As a Crown Colony, the supreme rule was basic individual freedoms and extremely limited regulation, Hong Kong flourished. The Chinese Communists tried to continue this as a separate system for a limited period, but totalitarians want total control with capricious regulation. Once people have long had individual freedom and consistent rights, they won't accept repression without a fight. m/r
Why Beijing Won’t Back Down in Hong Kong | National Review Online
SEPTEMBER 30, 2014 By Michael Auslin
They can’t afford to risk the protests’ spreading to the mainland.
We are still in the early days of the Umbrella Revolution, but the student demonstrations in Hong Kong already present the greatest challenge to the authority of the Chinese government since the Tiananmen Square democracy movement of 1989. There are major differences, of course, but in some ways, Hong Kong is an even greater threat to the continued power of the Chinese Communist Party (CCP).
Because of this, don’t expect that Beijing will back down soon or allow its proxies in the Hong Kong government to do so.
What Hong Kong represents is an alternate vision to political development in China. The 1984 agreement between Great Britain and China that paved the way for the end of British control over the island guaranteed Hong Kongers’ right to elect a chief executive democratically by 2017, a prospect that strikes a blow at the heart of CCP control of China. Allowing a successful democratic precedent to be set would raise the specter of other regions demanding similar rights, however unrealistic those hopes might be. Beijing’s paranoia over and increased repression of Buddhist monks in Tibet and Uighur separatists in Xinjiang means there can be no prospect of liberalization allowed anywhere that China claims territory.

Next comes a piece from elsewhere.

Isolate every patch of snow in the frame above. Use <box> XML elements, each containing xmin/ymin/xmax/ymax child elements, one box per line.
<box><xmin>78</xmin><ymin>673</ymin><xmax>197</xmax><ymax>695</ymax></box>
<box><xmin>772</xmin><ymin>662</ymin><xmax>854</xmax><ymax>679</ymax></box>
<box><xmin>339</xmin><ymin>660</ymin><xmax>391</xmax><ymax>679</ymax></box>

Moreover, Hong Kong is supposed to represent the viable marriage of authoritarian government with capitalist economics. Westerners generally assume that the two systems cannot indefinitely survive together, even if short-run economic success is often possible and even impressive. Yet the CCP’s plan is to deliver economic growth for hundreds of millions while denying them any say in their political future, in perpetuity. Hong Kong occupies a unique place in this equation — China would like to incorporate it into the political system permanently, to prove the CCP’s approach superior. If the people of Hong Kong reject this arrangement, then the entire underpinning of the CCP’s political philosophy and the legitimacy of the government are publicly refuted.